WPT and One Drop add two new tournaments to WSOP’s big week


A partnership between the World Poker Tour and One Drop Foundation , the same NGO founded by Guy Laliberté that has been organizing high rollers at the WSOP live festival, has resulted in two new events joining the One Drop, the busiest gaming week of the year is Las Vegas.

These tournaments will take the form of special events included in the calendar of the Wynn Summer Classic . The date chosen was the first week of July, when the WSOP Main Event will be in full swing on the Las Vegas Strip.

The classic One Drop tournament, which has a $1,000,000 buy-in, has not been on the vacation schedule since 2018 and has not failed to host tournaments of at least $111.111 at every summer event at the WSOP since 2012 Entry to Little One for One Drop costs $1,111 for all but the cheapest version.

The total absence of an NGO sponsorship, not even a Little One for One Drop sponsorship, went unnoticed at the official announcement of the 2023 WSOP schedule in early February. A week later, the One Drop Foundation and the World Poker Tour formalized their partnership, but details of the deal have yet to be finalized.

The legacy of the old One Drop events will be lost, but the WPT will use creativity and wardrobe to give them a new personality.

WPT EveryOne for One Drop

The most groundbreaking edition of this Canadian foundation’s new-age event will be the WPT EveryOne for One Drop, which has a $10,500 buy-in, the commissions from which will go to NGO charity projects, while the rest. A guaranteed starting purse $10,000,000 will be donated.

The first of the three Day 1 events will take place on July 9, when the WSOP Main Event enters Day 3 and most of the field has already filtered out. The winner will be announced on the 14th of the same month.

WPT Alpha 8 for One Drop

For the second event, which will start on the same day as the previous FT event, the World Poker Tour is attempting to establish the first hallmark of a high roller-only tour.

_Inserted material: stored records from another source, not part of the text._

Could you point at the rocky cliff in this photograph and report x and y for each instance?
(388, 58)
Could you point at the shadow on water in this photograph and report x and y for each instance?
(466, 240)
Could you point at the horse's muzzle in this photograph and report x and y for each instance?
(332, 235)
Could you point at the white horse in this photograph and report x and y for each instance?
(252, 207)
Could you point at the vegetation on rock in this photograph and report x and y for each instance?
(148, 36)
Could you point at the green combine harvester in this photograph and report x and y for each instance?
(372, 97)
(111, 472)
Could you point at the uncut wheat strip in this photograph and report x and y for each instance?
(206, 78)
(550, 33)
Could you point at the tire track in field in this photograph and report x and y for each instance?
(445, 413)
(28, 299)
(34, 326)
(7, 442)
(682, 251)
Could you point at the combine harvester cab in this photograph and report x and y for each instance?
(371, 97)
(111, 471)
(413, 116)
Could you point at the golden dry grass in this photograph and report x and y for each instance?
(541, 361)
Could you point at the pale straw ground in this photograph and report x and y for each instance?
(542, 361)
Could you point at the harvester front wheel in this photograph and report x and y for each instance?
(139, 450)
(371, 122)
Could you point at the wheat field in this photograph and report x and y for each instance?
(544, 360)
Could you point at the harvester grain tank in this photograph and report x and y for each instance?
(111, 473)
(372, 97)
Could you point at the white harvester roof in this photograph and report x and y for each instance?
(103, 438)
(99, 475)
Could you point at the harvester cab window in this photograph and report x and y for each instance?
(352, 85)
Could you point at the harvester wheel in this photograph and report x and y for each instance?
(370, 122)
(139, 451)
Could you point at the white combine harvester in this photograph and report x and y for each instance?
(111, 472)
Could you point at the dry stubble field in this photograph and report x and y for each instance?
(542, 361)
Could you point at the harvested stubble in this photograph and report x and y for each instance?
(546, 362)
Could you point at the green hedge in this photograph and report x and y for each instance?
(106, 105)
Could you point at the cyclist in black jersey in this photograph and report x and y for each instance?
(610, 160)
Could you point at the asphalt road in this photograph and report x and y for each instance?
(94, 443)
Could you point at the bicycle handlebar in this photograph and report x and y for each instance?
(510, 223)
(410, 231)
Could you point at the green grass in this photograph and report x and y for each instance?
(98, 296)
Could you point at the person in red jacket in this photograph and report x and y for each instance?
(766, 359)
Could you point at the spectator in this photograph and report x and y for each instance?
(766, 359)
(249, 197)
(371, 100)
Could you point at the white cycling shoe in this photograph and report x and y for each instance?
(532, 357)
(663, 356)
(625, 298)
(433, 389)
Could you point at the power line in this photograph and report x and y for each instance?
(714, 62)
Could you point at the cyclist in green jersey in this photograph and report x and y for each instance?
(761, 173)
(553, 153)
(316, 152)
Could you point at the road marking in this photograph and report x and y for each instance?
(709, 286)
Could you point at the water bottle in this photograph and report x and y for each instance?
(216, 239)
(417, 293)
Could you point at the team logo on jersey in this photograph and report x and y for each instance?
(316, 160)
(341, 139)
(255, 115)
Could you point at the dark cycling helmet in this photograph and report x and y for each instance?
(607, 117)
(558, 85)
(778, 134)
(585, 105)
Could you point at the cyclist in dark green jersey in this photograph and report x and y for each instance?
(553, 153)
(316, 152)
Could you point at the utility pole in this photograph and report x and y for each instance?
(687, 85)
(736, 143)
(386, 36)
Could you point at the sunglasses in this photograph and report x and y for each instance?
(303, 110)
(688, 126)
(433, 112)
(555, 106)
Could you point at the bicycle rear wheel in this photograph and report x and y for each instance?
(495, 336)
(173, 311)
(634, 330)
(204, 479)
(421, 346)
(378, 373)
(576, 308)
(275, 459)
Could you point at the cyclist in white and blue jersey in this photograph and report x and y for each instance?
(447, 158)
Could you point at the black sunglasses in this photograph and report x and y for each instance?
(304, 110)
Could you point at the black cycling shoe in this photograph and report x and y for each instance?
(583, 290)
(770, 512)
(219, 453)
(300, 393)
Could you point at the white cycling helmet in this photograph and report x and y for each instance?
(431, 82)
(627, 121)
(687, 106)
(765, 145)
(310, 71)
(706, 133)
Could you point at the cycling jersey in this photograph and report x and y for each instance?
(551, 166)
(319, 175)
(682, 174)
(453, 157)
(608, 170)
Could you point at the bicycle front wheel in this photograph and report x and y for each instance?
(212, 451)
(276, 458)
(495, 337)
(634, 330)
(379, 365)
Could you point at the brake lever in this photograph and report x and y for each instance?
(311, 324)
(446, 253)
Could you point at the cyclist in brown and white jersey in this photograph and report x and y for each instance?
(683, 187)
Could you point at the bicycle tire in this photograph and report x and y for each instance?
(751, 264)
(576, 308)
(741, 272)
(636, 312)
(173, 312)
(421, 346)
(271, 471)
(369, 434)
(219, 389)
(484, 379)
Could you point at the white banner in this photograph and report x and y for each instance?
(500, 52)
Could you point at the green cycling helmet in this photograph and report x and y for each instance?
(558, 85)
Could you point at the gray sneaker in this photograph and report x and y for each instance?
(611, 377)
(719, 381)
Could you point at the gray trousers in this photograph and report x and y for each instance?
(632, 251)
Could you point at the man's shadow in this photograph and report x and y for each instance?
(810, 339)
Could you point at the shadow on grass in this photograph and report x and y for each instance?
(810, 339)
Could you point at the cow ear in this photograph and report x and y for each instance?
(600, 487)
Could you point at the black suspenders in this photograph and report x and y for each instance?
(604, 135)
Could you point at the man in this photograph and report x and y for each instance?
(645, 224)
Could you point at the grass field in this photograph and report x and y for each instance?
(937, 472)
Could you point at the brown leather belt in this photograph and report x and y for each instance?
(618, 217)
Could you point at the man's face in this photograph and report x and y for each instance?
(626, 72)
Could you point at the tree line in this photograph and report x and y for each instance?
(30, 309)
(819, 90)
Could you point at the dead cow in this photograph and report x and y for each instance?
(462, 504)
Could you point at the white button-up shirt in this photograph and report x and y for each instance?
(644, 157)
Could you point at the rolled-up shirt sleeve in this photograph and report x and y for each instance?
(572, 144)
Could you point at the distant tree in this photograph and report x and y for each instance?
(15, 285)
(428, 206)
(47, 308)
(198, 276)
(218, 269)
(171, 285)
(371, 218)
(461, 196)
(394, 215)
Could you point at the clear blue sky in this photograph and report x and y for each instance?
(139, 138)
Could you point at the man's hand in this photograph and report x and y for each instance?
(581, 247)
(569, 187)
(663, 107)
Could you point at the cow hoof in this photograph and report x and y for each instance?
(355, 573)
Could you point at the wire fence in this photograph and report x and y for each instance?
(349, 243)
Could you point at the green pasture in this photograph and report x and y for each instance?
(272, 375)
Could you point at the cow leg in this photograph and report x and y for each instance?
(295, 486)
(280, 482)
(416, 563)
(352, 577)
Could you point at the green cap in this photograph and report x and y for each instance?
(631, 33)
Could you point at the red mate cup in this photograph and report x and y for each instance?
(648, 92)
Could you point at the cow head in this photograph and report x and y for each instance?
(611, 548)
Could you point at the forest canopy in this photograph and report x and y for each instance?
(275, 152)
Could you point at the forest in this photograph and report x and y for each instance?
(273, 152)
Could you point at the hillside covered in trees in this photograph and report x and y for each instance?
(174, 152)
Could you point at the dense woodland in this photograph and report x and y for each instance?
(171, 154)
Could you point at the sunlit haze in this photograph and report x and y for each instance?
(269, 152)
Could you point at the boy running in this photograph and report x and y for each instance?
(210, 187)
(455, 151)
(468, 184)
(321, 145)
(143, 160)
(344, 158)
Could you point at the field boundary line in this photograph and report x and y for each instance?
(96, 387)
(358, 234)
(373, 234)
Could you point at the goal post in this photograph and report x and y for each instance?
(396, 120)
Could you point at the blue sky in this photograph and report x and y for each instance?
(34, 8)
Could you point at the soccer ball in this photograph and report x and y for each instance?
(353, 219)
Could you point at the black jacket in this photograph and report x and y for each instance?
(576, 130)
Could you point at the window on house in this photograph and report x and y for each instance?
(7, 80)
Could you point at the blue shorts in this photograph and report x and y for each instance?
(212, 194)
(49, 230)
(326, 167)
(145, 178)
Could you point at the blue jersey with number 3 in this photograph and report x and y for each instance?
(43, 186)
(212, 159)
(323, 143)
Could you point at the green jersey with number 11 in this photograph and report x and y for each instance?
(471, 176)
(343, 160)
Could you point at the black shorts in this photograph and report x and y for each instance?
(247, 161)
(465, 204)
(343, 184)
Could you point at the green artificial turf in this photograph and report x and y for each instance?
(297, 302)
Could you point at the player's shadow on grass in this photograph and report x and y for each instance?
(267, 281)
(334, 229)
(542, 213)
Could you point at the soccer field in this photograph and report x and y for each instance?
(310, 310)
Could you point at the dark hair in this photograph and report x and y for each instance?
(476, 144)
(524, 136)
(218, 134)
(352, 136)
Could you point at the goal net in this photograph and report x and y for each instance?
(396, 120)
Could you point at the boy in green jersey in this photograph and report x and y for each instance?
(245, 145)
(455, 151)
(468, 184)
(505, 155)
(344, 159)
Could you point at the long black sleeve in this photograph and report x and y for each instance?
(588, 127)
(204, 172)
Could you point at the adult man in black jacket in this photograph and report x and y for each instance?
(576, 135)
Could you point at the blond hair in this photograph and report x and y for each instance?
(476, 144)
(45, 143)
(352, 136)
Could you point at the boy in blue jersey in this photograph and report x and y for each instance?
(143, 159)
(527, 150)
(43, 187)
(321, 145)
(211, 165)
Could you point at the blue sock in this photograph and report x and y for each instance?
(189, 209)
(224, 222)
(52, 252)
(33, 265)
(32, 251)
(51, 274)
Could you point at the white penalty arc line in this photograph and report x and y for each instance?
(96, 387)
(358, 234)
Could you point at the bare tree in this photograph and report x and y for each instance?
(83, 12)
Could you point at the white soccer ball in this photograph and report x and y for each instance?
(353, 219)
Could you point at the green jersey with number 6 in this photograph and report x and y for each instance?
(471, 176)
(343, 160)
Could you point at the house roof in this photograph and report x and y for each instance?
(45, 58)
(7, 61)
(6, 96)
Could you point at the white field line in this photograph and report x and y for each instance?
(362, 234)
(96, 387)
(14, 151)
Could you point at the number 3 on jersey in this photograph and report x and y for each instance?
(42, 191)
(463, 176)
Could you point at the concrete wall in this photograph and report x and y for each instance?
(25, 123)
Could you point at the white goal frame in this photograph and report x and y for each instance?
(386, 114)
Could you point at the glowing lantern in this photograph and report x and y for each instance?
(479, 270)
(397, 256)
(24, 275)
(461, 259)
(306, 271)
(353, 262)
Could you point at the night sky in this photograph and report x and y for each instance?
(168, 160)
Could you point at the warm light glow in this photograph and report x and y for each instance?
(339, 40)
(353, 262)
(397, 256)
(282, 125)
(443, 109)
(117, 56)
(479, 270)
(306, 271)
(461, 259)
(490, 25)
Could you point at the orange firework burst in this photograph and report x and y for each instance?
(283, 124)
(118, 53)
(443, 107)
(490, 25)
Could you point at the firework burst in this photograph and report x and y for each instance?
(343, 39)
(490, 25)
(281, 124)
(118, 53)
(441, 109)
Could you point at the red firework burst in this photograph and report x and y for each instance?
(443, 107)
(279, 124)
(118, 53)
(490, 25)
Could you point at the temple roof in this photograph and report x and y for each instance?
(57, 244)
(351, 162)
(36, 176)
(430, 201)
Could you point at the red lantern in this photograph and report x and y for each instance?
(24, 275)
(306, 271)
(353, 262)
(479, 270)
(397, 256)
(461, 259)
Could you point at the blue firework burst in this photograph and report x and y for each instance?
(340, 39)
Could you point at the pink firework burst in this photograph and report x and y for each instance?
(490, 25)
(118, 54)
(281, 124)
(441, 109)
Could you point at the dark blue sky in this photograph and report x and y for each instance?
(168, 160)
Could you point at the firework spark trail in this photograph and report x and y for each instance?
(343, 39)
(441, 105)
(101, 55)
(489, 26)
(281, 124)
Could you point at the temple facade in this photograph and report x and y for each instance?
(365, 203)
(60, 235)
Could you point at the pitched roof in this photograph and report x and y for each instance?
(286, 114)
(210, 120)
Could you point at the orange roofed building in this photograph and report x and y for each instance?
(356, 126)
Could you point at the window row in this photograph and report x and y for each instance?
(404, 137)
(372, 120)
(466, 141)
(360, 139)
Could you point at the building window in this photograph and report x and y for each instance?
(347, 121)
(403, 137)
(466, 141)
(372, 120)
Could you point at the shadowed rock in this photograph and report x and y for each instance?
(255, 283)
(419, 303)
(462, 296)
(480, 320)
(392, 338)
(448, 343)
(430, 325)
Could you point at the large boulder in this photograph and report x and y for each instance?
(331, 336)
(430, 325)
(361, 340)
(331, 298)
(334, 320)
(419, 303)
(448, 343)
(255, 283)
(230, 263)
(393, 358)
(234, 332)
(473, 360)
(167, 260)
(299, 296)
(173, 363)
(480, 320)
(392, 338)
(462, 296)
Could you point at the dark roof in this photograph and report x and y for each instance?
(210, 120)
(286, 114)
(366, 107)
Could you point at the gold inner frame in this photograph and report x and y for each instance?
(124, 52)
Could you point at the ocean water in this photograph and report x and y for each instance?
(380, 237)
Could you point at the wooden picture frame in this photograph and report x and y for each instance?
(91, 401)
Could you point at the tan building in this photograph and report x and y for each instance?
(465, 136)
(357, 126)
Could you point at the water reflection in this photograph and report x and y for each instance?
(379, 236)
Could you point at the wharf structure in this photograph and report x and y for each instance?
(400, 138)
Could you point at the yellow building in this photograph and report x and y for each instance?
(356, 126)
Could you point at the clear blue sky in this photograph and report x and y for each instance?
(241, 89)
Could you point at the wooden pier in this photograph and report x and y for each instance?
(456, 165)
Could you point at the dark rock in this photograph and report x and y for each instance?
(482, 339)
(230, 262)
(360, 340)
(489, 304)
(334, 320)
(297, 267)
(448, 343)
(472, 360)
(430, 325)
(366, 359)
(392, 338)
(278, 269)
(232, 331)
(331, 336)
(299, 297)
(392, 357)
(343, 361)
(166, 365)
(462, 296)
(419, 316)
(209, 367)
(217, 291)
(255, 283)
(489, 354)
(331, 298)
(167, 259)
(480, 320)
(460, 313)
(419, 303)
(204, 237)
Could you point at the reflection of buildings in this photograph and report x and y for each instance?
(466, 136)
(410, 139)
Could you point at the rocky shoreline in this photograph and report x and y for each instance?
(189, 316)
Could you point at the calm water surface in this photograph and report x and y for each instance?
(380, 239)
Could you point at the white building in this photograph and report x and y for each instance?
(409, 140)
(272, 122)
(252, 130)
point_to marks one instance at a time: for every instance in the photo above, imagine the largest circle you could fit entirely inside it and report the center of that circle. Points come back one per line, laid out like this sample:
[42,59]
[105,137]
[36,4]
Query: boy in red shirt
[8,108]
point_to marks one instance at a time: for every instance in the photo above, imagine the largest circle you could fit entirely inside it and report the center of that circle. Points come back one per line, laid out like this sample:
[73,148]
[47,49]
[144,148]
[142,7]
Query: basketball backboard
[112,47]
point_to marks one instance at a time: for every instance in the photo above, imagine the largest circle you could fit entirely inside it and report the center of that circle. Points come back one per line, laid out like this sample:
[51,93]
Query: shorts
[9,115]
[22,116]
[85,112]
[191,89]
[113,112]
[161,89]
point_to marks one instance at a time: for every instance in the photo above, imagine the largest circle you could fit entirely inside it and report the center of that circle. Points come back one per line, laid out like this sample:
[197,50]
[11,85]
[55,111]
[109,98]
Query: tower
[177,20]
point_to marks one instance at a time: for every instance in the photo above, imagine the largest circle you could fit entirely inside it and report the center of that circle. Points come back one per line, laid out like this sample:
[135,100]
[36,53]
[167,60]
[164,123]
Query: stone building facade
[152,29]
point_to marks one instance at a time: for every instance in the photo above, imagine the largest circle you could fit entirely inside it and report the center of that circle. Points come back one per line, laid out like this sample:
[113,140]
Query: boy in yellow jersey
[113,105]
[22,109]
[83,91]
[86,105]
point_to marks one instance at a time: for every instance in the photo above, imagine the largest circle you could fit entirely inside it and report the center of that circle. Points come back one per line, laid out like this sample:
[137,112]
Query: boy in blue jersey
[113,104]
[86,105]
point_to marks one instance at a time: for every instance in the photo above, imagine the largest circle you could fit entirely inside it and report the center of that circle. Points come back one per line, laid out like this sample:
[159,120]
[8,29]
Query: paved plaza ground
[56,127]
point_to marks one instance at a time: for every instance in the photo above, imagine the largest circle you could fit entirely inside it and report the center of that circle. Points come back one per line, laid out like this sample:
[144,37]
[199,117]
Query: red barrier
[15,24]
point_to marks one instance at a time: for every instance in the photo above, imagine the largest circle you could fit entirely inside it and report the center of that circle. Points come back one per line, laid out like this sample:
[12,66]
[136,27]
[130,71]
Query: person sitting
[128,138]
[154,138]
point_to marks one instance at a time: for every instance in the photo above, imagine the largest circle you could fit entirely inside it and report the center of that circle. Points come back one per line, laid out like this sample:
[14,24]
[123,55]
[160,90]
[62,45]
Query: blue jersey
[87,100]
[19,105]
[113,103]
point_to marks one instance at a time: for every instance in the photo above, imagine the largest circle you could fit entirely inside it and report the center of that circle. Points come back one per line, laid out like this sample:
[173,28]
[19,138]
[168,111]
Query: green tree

Alpha 8, the progenitor of the Legends Series or other circuits like the PokerGO Circuit, ran nine tournaments with a $100 000 buy-in over three seasons from its debut in August 2013 until its demise in 2016.

The denomination was revived to pay for a $111,111,111 buy-in tournament, a direct successor to the high-stakes One Drop offseason Million Dollar Championship event in Rio de Janeiro.

The Wynn Summer Festival lineup already has $3,500 in ME and $4 million in guarantees, as well as a $1,600 mystery bounty and $2 million guaranteed to play in the days leading up to the One Drop event.